- Mentol
- El frío que llega al minuto de frotar. Distrae la señal de dolor mientras dura el masaje, y ahí se acaba: al cartílago no llega.
- Alcanfor
- El calor de la pareja frío-calor, y uno de los pocos activos tópicos con uso establecido en dolor local. Nunca sobre piel rota.
- Árnica
- La planta de los golpes y los moretones, en casi todo linimento de masaje. Misma regla que el alcanfor: piel entera, siempre.

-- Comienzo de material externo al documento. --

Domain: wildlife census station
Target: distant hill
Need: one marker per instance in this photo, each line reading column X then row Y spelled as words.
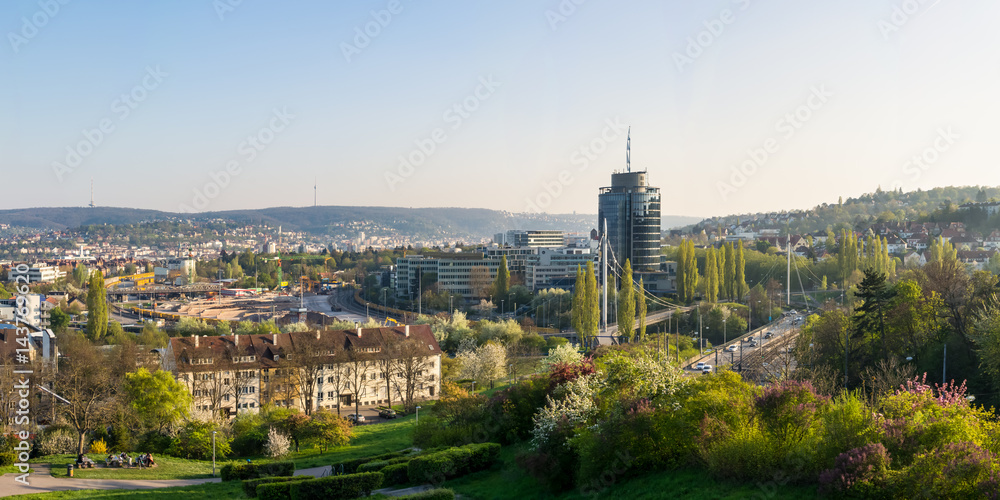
column 416, row 222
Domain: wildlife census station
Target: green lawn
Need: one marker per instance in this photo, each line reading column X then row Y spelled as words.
column 212, row 491
column 372, row 439
column 166, row 468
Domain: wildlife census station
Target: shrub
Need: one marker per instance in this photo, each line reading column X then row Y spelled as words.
column 955, row 470
column 195, row 441
column 437, row 494
column 154, row 442
column 373, row 466
column 333, row 487
column 99, row 447
column 278, row 443
column 250, row 485
column 395, row 474
column 244, row 471
column 860, row 471
column 276, row 491
column 59, row 441
column 351, row 466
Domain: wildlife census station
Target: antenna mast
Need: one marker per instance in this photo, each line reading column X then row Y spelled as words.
column 628, row 151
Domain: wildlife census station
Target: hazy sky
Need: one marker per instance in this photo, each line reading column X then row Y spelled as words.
column 512, row 105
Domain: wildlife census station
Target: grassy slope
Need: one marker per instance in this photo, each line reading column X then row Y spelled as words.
column 166, row 468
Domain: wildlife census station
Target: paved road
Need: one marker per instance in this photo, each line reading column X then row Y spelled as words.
column 782, row 333
column 41, row 481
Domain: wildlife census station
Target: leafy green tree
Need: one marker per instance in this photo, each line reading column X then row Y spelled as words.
column 58, row 320
column 869, row 318
column 640, row 299
column 97, row 307
column 740, row 287
column 330, row 430
column 502, row 284
column 579, row 294
column 730, row 276
column 626, row 304
column 158, row 399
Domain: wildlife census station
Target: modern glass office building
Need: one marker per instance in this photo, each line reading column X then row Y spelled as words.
column 632, row 209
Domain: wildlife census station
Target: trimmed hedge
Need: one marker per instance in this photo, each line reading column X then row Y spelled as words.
column 453, row 462
column 335, row 487
column 438, row 494
column 276, row 491
column 396, row 474
column 373, row 466
column 250, row 485
column 351, row 466
column 238, row 471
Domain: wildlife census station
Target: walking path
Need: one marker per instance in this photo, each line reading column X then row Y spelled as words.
column 41, row 481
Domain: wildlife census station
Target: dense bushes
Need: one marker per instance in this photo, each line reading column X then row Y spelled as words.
column 438, row 494
column 243, row 471
column 250, row 485
column 861, row 472
column 348, row 486
column 396, row 474
column 436, row 467
column 351, row 466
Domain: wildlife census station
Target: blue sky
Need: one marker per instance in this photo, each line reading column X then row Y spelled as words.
column 735, row 106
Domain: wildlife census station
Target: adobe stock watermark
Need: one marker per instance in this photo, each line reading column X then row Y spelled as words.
column 581, row 158
column 122, row 107
column 31, row 26
column 562, row 12
column 921, row 162
column 713, row 30
column 786, row 127
column 363, row 35
column 247, row 150
column 23, row 373
column 455, row 115
column 902, row 13
column 225, row 7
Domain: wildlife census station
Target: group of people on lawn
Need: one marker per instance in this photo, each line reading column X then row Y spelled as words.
column 120, row 460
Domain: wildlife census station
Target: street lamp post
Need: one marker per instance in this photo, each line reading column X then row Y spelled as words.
column 213, row 453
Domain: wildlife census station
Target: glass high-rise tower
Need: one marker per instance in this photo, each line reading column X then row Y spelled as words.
column 632, row 209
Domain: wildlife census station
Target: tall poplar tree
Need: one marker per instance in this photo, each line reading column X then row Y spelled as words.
column 579, row 292
column 711, row 276
column 97, row 307
column 592, row 310
column 640, row 305
column 626, row 304
column 501, row 285
column 741, row 278
column 730, row 278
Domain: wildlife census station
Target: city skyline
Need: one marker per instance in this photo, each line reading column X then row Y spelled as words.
column 519, row 106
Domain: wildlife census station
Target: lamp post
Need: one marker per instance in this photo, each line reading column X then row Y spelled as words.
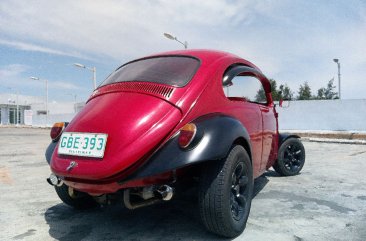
column 93, row 69
column 17, row 114
column 169, row 36
column 339, row 76
column 46, row 82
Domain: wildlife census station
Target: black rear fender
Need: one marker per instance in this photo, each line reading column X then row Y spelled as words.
column 216, row 134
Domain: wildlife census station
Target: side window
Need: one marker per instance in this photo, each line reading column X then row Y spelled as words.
column 248, row 87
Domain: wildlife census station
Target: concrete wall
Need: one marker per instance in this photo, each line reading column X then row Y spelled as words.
column 336, row 115
column 40, row 120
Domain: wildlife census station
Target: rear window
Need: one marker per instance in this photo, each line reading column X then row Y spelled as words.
column 171, row 70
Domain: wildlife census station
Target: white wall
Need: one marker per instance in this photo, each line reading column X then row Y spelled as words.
column 349, row 115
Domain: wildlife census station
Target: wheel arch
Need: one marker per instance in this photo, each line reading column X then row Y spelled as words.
column 244, row 143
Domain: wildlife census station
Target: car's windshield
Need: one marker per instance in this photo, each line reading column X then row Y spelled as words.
column 170, row 70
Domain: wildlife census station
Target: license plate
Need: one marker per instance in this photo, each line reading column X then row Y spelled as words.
column 82, row 144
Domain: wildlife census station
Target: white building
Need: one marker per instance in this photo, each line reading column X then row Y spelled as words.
column 32, row 110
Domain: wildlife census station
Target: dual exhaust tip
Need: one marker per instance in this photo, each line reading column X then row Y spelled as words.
column 54, row 180
column 164, row 192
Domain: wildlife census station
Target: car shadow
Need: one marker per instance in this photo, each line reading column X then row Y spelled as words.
column 175, row 220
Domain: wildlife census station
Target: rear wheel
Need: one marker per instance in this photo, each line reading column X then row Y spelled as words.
column 75, row 199
column 225, row 193
column 291, row 157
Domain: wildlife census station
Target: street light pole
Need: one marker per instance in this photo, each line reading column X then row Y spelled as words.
column 339, row 76
column 46, row 82
column 93, row 69
column 169, row 36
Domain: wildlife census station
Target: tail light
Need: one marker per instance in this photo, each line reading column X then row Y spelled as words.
column 56, row 130
column 186, row 135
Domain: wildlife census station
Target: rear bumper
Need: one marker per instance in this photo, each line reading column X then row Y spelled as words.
column 112, row 187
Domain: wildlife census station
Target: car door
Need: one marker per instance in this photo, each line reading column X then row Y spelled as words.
column 247, row 85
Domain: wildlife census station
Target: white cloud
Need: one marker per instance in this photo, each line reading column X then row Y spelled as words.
column 63, row 85
column 293, row 41
column 37, row 48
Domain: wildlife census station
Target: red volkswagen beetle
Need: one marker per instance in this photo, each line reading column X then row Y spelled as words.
column 159, row 120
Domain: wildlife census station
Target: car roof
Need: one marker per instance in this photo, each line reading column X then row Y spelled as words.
column 206, row 55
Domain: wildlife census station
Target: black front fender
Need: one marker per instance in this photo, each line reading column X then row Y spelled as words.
column 218, row 133
column 50, row 149
column 282, row 137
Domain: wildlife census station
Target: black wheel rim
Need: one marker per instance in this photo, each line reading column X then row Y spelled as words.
column 239, row 191
column 293, row 157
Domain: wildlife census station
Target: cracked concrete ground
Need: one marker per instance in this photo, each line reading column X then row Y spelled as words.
column 327, row 201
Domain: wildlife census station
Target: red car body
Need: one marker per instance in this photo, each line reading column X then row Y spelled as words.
column 144, row 121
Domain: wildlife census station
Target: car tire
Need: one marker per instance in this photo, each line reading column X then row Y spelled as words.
column 225, row 193
column 291, row 157
column 78, row 200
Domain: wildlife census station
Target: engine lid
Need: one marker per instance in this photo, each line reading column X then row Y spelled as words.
column 134, row 123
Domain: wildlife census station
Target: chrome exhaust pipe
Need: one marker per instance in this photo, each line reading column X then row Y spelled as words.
column 54, row 180
column 165, row 192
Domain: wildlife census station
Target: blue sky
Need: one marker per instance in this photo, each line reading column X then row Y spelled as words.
column 291, row 41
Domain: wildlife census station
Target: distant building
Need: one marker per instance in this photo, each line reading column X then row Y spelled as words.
column 32, row 110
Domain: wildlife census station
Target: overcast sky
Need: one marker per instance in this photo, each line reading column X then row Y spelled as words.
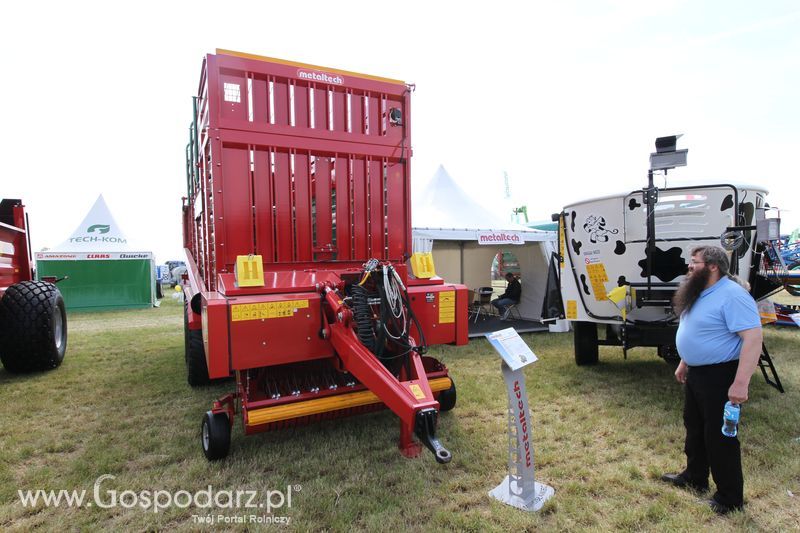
column 566, row 97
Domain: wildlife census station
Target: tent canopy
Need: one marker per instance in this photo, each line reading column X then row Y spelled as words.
column 445, row 211
column 450, row 224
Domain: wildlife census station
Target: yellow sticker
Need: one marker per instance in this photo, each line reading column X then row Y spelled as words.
column 265, row 310
column 598, row 277
column 417, row 390
column 447, row 307
column 572, row 309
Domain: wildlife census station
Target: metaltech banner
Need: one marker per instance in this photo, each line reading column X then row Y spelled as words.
column 500, row 237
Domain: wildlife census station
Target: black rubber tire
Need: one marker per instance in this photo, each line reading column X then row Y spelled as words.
column 447, row 398
column 215, row 435
column 669, row 354
column 587, row 351
column 33, row 327
column 194, row 355
column 794, row 290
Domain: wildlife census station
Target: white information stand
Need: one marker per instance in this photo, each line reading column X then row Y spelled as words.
column 519, row 488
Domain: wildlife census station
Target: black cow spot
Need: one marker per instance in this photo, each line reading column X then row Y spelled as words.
column 727, row 203
column 585, row 287
column 667, row 265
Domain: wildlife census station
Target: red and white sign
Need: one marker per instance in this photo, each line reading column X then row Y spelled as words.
column 500, row 237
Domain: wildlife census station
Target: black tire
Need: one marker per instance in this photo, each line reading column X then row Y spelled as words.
column 215, row 435
column 587, row 351
column 194, row 355
column 447, row 398
column 33, row 327
column 794, row 290
column 669, row 354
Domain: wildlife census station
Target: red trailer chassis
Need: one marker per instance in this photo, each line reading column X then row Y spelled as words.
column 308, row 169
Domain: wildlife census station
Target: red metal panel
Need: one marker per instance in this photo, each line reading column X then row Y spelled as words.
column 215, row 334
column 302, row 207
column 397, row 219
column 260, row 99
column 232, row 91
column 262, row 187
column 302, row 111
column 343, row 230
column 339, row 111
column 394, row 132
column 320, row 107
column 280, row 94
column 322, row 197
column 283, row 206
column 357, row 123
column 360, row 224
column 438, row 328
column 373, row 115
column 262, row 336
column 238, row 220
column 376, row 217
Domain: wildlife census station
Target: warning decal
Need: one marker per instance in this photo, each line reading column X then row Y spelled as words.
column 447, row 307
column 572, row 309
column 598, row 277
column 264, row 310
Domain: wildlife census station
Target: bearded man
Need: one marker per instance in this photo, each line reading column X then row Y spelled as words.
column 719, row 342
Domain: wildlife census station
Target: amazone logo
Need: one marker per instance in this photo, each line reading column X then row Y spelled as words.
column 99, row 228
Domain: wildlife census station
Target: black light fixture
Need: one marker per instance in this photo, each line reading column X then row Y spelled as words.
column 667, row 155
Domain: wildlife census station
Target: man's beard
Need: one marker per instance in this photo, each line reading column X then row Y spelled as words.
column 689, row 290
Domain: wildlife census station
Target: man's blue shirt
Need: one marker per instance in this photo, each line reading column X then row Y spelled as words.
column 707, row 334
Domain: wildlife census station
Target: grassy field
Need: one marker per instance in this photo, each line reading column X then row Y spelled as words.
column 120, row 405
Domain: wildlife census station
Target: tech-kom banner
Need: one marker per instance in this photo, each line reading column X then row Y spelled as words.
column 500, row 237
column 82, row 256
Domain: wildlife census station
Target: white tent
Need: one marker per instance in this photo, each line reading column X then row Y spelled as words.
column 465, row 236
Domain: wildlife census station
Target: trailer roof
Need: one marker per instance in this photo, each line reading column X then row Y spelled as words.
column 676, row 185
column 307, row 65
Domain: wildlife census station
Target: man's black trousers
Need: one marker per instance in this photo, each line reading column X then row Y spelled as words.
column 706, row 447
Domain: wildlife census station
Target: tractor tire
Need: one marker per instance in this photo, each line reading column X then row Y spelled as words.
column 215, row 435
column 587, row 350
column 794, row 290
column 194, row 355
column 33, row 327
column 447, row 398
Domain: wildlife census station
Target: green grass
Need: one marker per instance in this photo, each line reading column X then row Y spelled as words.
column 120, row 405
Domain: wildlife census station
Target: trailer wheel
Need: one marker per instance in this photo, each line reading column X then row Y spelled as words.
column 447, row 398
column 195, row 355
column 215, row 435
column 33, row 327
column 669, row 354
column 586, row 348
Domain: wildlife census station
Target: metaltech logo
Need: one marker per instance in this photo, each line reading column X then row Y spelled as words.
column 315, row 75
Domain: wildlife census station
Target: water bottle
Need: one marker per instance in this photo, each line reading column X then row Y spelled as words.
column 730, row 419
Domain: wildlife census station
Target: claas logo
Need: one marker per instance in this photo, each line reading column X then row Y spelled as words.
column 99, row 228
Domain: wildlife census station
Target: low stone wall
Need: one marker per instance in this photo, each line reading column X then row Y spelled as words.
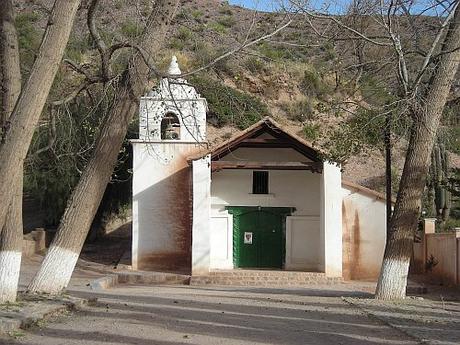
column 437, row 256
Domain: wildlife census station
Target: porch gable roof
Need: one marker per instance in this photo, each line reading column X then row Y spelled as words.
column 250, row 137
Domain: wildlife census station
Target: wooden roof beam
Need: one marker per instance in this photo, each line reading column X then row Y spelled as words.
column 311, row 166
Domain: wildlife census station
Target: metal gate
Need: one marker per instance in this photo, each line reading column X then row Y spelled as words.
column 259, row 236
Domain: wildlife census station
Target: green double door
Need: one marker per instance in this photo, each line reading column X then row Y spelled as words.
column 259, row 236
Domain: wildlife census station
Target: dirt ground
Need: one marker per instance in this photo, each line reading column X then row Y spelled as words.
column 178, row 315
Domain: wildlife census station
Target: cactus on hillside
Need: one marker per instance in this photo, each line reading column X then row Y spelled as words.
column 438, row 181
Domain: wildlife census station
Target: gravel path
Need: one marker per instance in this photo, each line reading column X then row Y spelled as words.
column 176, row 315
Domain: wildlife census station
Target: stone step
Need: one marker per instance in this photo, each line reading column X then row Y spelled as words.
column 263, row 278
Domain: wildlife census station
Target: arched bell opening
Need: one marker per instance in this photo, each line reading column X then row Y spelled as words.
column 170, row 127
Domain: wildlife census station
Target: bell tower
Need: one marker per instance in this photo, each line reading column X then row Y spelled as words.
column 173, row 111
column 172, row 127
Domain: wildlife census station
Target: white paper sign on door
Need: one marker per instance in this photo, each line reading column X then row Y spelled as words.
column 248, row 238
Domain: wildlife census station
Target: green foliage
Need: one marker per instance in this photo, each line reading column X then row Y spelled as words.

- Canela, jengibre y romero
- El trío que calienta en los bálsamos. Sube la sensación de temperatura en la zona, y por eso encaja en la rigidez vieja y estorba en la hinchazón reciente.
- Salicilatos
- La familia química de la aspirina, aplicada por fuera. Llegan del aceite de corteza de abedul o de síntesis. Quien es alérgico a la aspirina los evita.
- Colágeno hidrolizado
- En crema hidrata la piel y ahí termina: no atraviesa hasta el cartílago, por mucho que el nombre invite a pensarlo. Medio rubro juega con esa confusión.
- Colágeno tipo II
- El colágeno del cartílago articular, no el de la piel y las uñas, y este se toma. En la Unión Europea no hay ninguna declaración de salud autorizada que vincule el colágeno con las articulaciones.
- Glucosamina
- De lo más estudiado del rubro, casi siempre junto a la condroitina. La forma con más literatura es el sulfato, y no todos los productos dicen cuál usan. Los ensayos están divididos.
- Condroitina
- Componente estructural del cartílago articular, a menudo de origen marino. El ensayo GAIT, el más grande hecho sobre esta pareja, no encontró diferencia frente a placebo en el conjunto de participantes con artrosis de rodilla.
- Cúrcuma
- La planta más estudiada del grupo. Su curcumina se investiga en inflamación, con ensayos en general pequeños y un problema conocido: se absorbe mal si va sola.
- Uña de gato
- Uncaria tomentosa, liana amazónica de uso tradicional peruano bien documentado. Los ensayos en humanos son escasos, y la tradición no es prueba.
- Vitamina D y magnesio
- La respuesta más honesta a «qué vitamina me falta». El magnesio tiene declaración autorizada en la Unión Europea para la función muscular y el mantenimiento de los huesos; la vitamina D sostiene el hueso, y su déficit es común en quien trabaja bajo techo. Un análisis lo dice; una corazonada no.